DNS — agents A record, unless covered by the existing *.eva-00.network wildcard.
Alloy / Loki labels — alloy_job_name: agents, with per-unit log labels (claude-remote-control; future aoe-serve) so units land in Grafana separately.
ntfy OnFailure= — each systemd unit alerts on failure (silent crashes are unacceptable for a "from anywhere" promise).
PBS include/exclude policy — explicit allow/deny list for what the snapshots cover on agents.
Nested-Docker constraints — document the LXC config bits beyond features=nesting=1 (lxc.apparmor.profile, lxc.cgroup2.devices.allow, etc.) using whichever existing nested-docker LXC is the closest reference.
Vault role/policy for agents, scoped to agent secrets only.
services/glance/glance.yml — one external link to https://claude.ai/code (Dev/Tools category, alongside git/code/docs).

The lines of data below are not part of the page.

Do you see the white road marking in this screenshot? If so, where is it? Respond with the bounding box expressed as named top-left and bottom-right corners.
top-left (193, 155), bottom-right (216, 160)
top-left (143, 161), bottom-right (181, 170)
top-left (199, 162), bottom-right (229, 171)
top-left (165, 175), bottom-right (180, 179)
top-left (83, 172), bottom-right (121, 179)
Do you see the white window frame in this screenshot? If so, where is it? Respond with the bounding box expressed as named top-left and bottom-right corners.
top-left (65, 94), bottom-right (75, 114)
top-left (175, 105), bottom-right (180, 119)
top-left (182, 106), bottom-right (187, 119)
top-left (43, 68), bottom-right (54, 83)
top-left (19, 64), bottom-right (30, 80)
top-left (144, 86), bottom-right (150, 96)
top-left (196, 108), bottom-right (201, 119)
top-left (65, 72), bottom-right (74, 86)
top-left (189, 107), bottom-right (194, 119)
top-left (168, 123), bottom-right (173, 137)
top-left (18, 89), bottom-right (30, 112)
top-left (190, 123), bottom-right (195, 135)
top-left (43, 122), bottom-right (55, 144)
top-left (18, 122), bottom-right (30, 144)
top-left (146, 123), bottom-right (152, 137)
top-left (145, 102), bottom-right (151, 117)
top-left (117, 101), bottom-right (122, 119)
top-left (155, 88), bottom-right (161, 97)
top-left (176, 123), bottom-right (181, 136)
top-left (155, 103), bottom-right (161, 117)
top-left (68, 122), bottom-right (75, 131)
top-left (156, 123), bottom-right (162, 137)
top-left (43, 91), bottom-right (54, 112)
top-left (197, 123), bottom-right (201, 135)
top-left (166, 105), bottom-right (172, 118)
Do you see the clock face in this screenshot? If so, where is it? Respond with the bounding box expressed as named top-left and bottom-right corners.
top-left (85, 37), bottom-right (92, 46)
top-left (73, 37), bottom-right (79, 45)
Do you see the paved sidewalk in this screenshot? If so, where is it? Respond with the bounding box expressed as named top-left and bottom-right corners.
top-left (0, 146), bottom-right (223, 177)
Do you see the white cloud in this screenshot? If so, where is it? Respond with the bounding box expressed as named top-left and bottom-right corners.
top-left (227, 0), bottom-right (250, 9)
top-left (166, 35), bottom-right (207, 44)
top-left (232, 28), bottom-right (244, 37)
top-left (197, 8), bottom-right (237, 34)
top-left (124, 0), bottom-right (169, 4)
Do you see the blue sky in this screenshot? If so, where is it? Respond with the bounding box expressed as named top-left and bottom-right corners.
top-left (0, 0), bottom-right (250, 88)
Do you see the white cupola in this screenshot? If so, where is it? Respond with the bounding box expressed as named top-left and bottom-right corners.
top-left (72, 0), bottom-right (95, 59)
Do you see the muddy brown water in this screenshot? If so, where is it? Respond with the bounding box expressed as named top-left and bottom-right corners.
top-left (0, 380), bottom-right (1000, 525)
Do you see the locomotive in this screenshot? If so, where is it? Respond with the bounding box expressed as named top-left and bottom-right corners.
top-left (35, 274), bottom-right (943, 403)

The Option B internal link is added when Option B lands.
Runbook (docs/workstation/ai-agent-dev-environment.md, "homelab install" section): log in as the service user; run claude /login and codex login --device-auth; accept the Claude workspace-trust prompt for the cloned repo directory; explicitly do not set ANTHROPIC_API_KEY, DISABLE_TELEMETRY, or CLAUDE_CODE_DISABLE_NONESSENTIAL_TRAFFIC on the unit's Environment=.
Future ADR-024 (or next available number): land Option B — aoe serve systemd unit, Caddy vhost aoe.eva-00.network, oauth2-proxy upstream, PocketID provider + redirect URI, Vault entries for the oauth2-proxy client/cookie secrets, and a second Glance entry. Option B adds externally reachable surface and auth plumbing; it deserves its own small diff after Option A is proven in production.
The Mac's local Ghostty/theming work becomes per-client polish; parked notes live in docs/workstation/ai-agent-dev-environment-theming-notes.md.

Validation plan

Option A (Claude Code Remote Control) was validated using the Mac as a temporary host on 2026-05-28: claude remote-control ran in ~/git/ready on the Mac; the environment was driven from the work-laptop browser at claude.ai/code and from the iPhone, with verbatim file reads and live git log output proving the round-trip.

Open work is the homelab move per the Follow-ups above; once claude remote-control runs persistently in agents, the Mac is no longer required to be on for remote work. Option B is then a follow-up ADR.